No follow-up instructions.

No immediate debrief.

Just a quiet release that felt almost abrupt after the intensity of the last hour.

Lucas walked out with the others, the cool night air hitting his skin as soon as he stepped outside.

For a second, no one spoke.

Then the noise started again, scattered conversations picking up where they’d left off, only now with more energy behind them.

Raisel fell into step beside him.

"You held back."

Lucas glanced at him.

"What?"

"In the second round," Raisel said. "You could’ve taken control of a larger section."

Lucas rolled his shoulders.

"Didn’t need to."

"That’s not the same thing."

Lucas looked ahead, watching the path stretch out in front of them.

"No," he said. "It’s not."

Raisel waited.

Lucas sighed.

"If I had, it would’ve worked for a bit," he said. "Then it would’ve broken somewhere else."

Raisel nodded once.

"Probably."

Lucas smirked faintly.

"Look at that. We agree."

Raisel didn’t return the smile.

Back in the dorm, the energy lingered.

Doors were open. Voices carried further down the hall. People were still talking through what had happened, replaying decisions, arguing quietly over what worked and what didn’t.

Lucas stepped into his room and found Dreyden already there, as usual.

"You done analyzing everyone?" Lucas asked, dropping onto his bed.

Dreyden didn’t look up from his interface.

"Not yet."

Lucas stared at the ceiling.

"Let me guess. Still not impressed."

Dreyden was quiet for a moment.

"More than before."

Lucas turned his head slightly.

"That’s new."

"Yes."

Lucas let that sit.

"...But?"

Dreyden’s fingers paused over the interface.

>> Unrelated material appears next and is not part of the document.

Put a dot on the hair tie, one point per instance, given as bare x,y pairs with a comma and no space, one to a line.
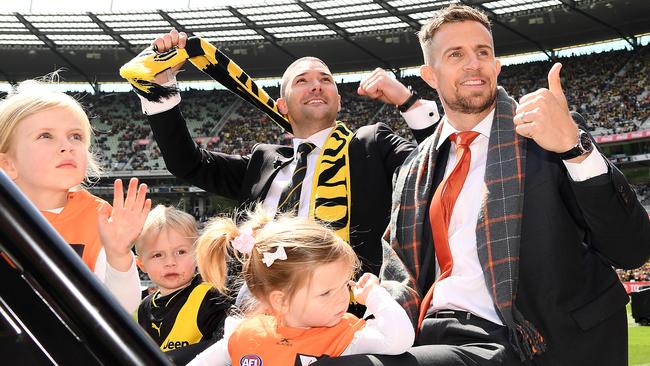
244,242
279,254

"They improved under pressure."

Lucas nodded slowly.

"Yeah."

"That doesn’t mean it will hold."

Lucas closed his eyes.

"Yeah. I figured."

The room fell into a comfortable silence.

Not empty.

Just... settled.

Lucas replayed parts of the night in his head. The moment things started to click. The way people adjusted without being told. The way the second round felt less like chaos and more like something they could actually move through.

It was progress.

Real progress.

But it wasn’t finished.

Not even close.

He let out a slow breath.

"Still feels like we’re one bad push away from everything snapping again."

Dreyden didn’t answer right away.

When he did, his voice was steady.

"We are."

Lucas huffed quietly.

"Good to know."

He rolled onto his side, facing the wall.

"But at least now," he added, "we know what it looks like before it breaks."

Dreyden glanced at him briefly.

"That helps."

Lucas smirked faintly.

"Yeah. A little."

He closed his eyes.

Outside, the hallway noise continued, voices overlapping, fading in and out as doors opened and shut.

The Triangle didn’t settle the way it used to.

Not clean.

Not quiet.

But not unstable either.

Somewhere in between.

And for now, that was where they had to live.